Les délais peuvent néanmoins décourager certains, surtout quand l’issue n’est pas assurée. Loïc et son mari « auraient pu réfléchir à la coparentalité » si leur projet d’adoption n’avait pas abouti. Des époux se tournent en effet vers d’autres moyens, parfois plus coûteux, tout aussi compliqués que l’adoption mais avec la certitude qu’à la fin, ils seront parents. Si les couples de femmes peuvent, depuis l’ouverture de la PMA pour toutes en 2021, se tourner vers cette solution et que de nombreux couples lesbiens avaient déjà choisi cette option légale depuis des années dans des pays limitrophes comme la Belgique ou l’Espagne, les couples d’hommes, eux, peuvent se tourner vers la coparentalité ou la gestation pour autrui (GPA), illégale en France et accessible seulement dans certains pays.

C’est cette dernière option qu’ont choisi Quentin, 38 ans, et son mari de nationalité anglaise. Ils ont eu « le désir d’enfant dès le début de [leur] rencontre. » Mais dès les premiers échos et retours qu’ils ont eus sur l’adoption il y a six ans, « elle est parue très compliquée et fermée, raconte-t-il à 20 Minutes. A l’époque, parmi les membres de l’APGL, seul un couple avait réussi à adopter. »

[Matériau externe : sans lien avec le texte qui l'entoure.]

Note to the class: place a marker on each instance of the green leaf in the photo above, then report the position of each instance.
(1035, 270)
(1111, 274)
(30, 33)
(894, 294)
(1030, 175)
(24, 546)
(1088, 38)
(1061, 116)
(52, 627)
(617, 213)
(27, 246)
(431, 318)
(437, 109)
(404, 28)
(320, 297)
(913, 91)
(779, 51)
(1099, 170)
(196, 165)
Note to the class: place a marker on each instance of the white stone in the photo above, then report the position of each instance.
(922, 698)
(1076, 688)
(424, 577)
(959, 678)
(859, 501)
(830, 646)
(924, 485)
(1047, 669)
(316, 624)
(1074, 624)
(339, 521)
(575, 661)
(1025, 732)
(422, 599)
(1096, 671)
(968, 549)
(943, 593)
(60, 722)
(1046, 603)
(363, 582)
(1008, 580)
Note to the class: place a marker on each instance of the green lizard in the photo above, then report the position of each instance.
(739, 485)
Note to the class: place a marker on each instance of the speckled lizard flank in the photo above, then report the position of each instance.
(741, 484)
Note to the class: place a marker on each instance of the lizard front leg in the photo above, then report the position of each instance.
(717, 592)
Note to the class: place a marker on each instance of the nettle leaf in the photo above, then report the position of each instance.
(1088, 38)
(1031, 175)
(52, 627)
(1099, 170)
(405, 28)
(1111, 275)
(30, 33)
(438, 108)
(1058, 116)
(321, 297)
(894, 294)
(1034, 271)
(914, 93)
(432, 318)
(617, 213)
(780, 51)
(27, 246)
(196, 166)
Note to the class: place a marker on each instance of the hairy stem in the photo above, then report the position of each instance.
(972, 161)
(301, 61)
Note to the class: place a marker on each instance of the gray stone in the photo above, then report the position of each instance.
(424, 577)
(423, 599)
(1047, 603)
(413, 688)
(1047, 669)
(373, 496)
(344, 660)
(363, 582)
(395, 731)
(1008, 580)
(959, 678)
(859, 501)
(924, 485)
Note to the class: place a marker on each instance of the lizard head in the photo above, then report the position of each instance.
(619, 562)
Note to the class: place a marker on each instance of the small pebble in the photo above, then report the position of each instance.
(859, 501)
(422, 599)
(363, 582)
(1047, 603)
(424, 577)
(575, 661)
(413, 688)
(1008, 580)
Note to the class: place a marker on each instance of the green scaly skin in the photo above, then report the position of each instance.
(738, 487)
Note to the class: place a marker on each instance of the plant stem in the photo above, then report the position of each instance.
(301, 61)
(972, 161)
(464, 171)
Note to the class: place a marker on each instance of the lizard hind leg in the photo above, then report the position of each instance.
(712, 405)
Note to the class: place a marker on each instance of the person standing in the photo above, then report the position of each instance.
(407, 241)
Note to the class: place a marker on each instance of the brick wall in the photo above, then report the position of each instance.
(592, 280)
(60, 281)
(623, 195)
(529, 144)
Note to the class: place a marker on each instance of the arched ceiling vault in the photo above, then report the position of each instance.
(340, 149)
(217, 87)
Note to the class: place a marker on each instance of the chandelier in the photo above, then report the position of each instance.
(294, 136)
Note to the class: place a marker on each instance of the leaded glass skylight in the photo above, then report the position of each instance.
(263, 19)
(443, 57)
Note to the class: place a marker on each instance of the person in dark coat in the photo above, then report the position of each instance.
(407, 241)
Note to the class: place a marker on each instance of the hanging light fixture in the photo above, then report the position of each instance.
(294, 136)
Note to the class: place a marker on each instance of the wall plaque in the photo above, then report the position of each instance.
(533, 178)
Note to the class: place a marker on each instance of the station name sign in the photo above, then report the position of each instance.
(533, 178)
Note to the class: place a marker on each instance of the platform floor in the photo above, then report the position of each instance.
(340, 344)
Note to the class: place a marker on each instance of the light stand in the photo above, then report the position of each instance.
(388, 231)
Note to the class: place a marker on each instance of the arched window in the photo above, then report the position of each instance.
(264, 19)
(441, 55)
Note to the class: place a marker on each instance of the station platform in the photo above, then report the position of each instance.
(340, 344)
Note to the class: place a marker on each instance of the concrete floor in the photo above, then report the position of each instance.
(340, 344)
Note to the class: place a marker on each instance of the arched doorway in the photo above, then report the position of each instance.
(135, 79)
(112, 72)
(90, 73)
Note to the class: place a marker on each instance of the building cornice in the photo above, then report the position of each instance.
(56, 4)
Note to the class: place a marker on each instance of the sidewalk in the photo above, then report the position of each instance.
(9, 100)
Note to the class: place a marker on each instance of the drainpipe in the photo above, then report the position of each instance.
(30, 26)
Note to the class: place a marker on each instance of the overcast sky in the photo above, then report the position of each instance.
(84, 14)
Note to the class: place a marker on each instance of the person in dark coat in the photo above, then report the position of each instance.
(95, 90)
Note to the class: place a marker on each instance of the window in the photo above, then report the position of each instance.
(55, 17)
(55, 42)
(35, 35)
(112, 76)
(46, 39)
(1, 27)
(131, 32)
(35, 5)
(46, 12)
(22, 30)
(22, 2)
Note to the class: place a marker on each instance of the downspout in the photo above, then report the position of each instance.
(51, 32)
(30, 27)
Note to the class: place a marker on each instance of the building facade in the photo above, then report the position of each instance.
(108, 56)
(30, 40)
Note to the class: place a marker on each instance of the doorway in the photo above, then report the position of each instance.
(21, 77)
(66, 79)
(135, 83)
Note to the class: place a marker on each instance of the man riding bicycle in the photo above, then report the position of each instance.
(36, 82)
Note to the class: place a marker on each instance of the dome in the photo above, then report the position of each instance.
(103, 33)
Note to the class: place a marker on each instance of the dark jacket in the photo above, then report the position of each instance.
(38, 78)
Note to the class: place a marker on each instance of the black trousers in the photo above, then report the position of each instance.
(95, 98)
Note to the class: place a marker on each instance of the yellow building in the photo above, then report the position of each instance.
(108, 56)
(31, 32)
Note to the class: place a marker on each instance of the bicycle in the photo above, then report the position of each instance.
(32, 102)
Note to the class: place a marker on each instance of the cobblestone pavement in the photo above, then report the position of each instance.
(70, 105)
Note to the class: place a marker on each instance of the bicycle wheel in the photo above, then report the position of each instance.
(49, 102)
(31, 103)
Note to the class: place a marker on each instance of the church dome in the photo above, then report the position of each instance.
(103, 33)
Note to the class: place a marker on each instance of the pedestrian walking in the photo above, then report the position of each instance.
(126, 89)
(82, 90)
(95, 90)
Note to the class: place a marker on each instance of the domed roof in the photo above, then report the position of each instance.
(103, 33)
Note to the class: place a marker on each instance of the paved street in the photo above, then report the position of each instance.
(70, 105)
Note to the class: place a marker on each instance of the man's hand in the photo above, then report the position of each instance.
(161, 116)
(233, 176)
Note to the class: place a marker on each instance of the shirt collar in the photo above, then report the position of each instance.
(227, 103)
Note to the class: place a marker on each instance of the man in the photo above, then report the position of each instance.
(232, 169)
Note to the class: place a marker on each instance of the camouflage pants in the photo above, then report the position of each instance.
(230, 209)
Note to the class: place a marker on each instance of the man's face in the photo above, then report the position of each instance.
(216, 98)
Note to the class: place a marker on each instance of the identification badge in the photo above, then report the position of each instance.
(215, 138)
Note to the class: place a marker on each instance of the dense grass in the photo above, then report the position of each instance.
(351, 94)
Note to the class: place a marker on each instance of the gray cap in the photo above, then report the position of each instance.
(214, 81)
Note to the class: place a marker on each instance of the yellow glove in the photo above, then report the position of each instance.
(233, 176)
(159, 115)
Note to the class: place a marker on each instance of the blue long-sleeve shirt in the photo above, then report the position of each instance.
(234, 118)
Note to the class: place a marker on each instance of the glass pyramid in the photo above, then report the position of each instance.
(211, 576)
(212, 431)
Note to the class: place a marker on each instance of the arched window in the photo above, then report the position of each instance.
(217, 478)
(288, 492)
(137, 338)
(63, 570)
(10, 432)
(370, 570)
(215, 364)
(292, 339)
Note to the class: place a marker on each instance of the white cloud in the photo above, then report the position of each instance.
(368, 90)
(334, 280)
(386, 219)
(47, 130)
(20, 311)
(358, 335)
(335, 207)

Mais « même si d’un point de vue éthique, la GPA n’était pas évidente à mes yeux, on s’est tournés vers cette solution. » De manière très encadrée, ils procèdent donc à une GPA en Angleterre. Ils sont aujourd’hui les heureux parents d’une petite fille qui fêtera ses 4 ans en juin. Car si « aujourd’hui, les portes se sont ouvertes », observe-t-il, « même pour les couples hétérosexuels c’est compliqué. Il faut avoir de l’endurance car l’issue reste incertaine. Il faut être capable d’attendre cinq ans pour peut-être rien. »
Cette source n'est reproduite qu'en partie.